聖乙女(リル・ファーレ)の叙情詩~はじまりの詩~
墜落時の記憶は、驚くほどなかった。

ただ、数瞬の記憶の空白の後、激しい衝撃と共に全身を包んだ冷たさを覚えていた。

川に落ちたのだ、と理解する一方で、リュティアは自分が泳いだことなどないことに気が付く。

しかしなぜかリュティアは、この激しい川の流れを自在にとらえて、すいすいと泳ぐことができた。
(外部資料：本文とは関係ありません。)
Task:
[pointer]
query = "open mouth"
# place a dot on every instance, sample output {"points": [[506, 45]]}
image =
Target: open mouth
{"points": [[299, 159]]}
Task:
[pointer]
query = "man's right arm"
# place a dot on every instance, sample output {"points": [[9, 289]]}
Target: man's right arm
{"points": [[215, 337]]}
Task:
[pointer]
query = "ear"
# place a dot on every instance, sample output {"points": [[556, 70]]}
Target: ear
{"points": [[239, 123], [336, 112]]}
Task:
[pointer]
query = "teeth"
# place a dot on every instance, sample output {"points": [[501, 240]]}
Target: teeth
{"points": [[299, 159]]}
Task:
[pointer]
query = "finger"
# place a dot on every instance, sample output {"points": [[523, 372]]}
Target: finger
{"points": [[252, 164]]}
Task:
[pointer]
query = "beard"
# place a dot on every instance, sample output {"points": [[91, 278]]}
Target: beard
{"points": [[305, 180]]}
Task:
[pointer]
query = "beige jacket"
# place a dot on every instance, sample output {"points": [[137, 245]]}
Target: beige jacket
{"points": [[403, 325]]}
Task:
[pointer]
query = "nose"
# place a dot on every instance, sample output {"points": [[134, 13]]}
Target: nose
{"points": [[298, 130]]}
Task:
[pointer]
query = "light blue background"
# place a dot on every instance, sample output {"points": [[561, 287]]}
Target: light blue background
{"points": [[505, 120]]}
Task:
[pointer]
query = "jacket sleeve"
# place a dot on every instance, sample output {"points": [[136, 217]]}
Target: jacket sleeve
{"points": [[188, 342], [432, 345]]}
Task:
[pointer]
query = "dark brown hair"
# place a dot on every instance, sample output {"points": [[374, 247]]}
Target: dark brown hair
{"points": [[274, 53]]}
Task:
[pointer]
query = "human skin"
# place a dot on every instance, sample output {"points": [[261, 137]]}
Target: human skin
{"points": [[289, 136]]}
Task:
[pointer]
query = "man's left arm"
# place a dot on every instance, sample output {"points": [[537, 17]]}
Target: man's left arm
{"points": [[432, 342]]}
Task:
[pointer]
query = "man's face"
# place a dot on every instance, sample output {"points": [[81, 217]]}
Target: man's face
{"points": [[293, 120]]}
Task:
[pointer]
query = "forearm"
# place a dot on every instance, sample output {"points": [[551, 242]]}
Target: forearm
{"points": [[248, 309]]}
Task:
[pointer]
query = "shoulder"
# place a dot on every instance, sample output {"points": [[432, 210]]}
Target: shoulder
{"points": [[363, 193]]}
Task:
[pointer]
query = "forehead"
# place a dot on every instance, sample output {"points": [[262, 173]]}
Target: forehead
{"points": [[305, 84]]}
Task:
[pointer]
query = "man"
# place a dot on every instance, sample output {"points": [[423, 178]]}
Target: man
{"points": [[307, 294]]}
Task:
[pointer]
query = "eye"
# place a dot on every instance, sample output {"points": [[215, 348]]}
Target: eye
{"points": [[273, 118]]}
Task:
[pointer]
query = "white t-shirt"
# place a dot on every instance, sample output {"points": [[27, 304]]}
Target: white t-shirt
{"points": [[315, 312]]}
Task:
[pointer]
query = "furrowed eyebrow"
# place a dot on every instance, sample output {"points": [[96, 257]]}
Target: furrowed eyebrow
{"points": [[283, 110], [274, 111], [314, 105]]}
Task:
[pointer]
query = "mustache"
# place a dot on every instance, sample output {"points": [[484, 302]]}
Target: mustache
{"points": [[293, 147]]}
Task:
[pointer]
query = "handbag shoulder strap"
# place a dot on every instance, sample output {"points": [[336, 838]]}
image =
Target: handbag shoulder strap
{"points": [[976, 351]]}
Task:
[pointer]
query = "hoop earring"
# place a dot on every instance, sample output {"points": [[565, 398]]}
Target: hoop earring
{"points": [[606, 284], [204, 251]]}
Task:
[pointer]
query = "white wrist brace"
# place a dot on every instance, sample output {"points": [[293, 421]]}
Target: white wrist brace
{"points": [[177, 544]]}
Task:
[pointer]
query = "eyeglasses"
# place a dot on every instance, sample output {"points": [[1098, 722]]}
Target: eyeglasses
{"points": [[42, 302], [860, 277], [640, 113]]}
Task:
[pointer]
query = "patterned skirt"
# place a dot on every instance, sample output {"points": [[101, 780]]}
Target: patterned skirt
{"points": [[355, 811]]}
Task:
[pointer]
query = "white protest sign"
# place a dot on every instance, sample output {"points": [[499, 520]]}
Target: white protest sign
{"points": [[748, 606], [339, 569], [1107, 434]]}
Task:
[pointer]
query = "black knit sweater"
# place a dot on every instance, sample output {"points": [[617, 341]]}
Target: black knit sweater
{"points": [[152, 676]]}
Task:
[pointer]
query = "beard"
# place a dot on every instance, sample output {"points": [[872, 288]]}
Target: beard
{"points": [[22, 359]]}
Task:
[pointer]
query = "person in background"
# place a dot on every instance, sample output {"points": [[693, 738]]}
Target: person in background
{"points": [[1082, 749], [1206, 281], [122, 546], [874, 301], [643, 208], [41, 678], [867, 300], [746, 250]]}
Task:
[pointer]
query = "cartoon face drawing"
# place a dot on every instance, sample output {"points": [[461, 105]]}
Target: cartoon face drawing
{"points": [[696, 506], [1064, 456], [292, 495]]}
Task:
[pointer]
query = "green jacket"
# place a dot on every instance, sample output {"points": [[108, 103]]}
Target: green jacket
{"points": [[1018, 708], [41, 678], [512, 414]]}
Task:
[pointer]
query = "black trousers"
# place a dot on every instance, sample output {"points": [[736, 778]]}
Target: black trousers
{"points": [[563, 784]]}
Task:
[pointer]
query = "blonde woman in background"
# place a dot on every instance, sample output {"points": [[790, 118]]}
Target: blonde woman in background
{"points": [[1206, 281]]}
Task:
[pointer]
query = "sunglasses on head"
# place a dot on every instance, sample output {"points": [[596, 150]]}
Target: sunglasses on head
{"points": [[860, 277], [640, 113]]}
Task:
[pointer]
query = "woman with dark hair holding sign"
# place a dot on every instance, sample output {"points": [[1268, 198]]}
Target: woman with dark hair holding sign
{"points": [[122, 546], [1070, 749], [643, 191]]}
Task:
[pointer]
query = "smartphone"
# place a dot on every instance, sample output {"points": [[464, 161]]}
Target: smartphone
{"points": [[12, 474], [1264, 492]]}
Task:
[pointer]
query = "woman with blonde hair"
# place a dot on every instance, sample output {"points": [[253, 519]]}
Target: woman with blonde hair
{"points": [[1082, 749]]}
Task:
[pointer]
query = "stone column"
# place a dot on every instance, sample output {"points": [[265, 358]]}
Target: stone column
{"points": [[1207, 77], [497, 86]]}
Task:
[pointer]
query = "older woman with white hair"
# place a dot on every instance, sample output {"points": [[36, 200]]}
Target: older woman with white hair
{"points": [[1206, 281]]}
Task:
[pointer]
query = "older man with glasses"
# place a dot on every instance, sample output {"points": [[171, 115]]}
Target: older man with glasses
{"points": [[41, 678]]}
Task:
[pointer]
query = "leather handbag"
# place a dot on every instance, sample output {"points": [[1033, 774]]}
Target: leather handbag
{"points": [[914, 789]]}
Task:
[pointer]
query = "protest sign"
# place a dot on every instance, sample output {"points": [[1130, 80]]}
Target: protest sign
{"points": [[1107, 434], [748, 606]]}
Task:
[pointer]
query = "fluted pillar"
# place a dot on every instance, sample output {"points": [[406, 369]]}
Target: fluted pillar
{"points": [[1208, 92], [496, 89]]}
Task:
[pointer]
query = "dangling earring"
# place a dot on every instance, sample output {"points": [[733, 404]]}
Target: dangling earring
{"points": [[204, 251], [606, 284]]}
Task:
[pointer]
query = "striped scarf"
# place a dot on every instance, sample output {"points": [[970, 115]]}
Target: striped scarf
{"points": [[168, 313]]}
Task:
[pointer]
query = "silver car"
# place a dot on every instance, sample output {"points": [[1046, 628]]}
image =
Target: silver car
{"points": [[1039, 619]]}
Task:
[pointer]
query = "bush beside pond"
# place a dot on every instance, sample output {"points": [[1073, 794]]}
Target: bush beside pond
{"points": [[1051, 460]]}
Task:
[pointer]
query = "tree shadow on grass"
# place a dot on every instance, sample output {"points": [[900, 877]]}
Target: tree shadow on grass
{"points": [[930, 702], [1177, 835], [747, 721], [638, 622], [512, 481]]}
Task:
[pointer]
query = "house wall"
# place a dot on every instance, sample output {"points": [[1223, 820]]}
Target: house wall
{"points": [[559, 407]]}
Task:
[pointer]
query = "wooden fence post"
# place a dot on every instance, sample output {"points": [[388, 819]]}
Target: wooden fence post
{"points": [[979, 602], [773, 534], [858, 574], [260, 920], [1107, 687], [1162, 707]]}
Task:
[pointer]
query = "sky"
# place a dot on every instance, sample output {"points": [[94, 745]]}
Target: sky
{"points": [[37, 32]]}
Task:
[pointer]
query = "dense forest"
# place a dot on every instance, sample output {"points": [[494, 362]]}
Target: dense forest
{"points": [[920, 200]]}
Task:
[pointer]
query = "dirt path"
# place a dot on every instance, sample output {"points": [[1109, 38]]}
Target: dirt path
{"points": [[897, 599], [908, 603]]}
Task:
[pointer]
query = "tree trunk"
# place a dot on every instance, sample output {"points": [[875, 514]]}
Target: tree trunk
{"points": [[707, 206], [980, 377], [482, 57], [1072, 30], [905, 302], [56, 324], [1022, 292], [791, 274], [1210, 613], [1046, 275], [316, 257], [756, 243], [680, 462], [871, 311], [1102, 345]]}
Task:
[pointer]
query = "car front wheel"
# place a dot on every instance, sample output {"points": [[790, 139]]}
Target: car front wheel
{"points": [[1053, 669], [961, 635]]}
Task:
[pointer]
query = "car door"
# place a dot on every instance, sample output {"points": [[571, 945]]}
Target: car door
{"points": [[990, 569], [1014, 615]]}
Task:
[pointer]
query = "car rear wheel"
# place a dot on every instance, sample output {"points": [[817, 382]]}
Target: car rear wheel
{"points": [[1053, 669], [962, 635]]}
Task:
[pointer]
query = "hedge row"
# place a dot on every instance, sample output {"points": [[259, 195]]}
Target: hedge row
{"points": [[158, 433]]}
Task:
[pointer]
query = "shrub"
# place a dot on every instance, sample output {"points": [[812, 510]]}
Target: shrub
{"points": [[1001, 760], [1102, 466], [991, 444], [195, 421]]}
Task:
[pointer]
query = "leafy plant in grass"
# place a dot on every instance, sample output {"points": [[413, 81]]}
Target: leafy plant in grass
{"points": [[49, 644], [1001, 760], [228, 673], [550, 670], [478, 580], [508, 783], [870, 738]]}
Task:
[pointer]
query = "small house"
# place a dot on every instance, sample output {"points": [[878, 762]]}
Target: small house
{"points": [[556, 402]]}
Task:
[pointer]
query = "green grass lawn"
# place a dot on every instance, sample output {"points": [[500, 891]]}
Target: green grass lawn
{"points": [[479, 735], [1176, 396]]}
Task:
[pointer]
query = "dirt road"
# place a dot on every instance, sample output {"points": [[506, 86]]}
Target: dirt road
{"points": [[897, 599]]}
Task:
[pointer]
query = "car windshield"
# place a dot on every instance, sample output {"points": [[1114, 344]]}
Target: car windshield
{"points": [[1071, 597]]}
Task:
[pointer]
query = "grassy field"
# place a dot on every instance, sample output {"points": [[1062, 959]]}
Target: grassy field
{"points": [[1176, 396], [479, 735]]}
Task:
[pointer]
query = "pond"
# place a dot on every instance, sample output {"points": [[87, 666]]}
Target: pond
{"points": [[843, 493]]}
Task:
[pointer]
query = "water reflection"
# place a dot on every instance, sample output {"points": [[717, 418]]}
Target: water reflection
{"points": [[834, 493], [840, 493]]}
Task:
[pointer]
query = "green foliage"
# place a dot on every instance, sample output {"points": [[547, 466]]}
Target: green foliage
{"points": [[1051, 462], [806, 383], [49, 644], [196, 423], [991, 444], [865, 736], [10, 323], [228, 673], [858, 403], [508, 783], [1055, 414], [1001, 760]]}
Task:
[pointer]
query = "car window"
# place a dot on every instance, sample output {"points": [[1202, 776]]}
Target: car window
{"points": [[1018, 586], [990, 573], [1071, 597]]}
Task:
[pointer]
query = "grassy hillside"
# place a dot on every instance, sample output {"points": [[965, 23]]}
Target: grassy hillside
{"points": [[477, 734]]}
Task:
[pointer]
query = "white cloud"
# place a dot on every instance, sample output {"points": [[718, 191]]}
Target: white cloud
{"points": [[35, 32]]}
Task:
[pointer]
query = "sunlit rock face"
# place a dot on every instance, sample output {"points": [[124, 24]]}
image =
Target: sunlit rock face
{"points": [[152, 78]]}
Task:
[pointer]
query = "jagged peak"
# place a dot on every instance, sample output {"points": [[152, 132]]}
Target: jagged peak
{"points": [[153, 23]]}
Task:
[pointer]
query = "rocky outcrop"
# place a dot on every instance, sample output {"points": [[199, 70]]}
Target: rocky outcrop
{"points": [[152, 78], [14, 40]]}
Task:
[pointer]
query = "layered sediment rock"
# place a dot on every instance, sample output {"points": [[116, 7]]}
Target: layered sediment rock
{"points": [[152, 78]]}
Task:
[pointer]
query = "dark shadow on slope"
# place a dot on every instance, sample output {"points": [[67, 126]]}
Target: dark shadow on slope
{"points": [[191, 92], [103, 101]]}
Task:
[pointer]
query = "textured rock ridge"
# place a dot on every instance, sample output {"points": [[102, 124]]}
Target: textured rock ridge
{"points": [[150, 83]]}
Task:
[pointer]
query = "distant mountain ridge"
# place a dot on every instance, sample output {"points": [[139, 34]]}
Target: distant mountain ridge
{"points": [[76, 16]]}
必死でシアの姿を捜していたから、そのことを不思議がる余裕はなかった。

シアの姿を見つけたとき、リュティアはひどく驚いた。シアがもがくことも泳ごうとすることもせず、まるで自ら死を望む者のように目を開いたまま水の底に沈んで行こうとしていたからだ。

なぜ――?

リュティアはシアの体をさらうと、激流からなんとか岸の上にひきずりだした。

「シア、シア、私を見て下さい、シア」

なんとか灌木をかき分け大地の上にシアを寝かせ、リュティアが祈るような気持ちで呼びかけると、それに応えるようにシアが瞳を泳がせた。その視線は最初うつろだったが、リュティアをとらえて焦点が合った。

「リュティア―私…生きて…」

シアはのろのろと上体を起こし、それから激しくせき込んだ。水を吐くシアの背を、リュティアは懸命に支えた。

どうやらほとんど水は飲んでいないようだった。シアの状態はすぐに落ち着いた。

今にも泣き出しそうな空がはらはらと二人を見守っている。

「なぜですシア、なぜ、泳ごうとしなかったのです」

「…………」

リュティアの悲痛な問いかけに、シアはしばし黙したままだった。吸い寄せられるように視線を大地に向け、やがてぽつりとつぶやいた。

「パールに…会いたかったの…」

「……?」

リュティアにはその意味がわからなかった。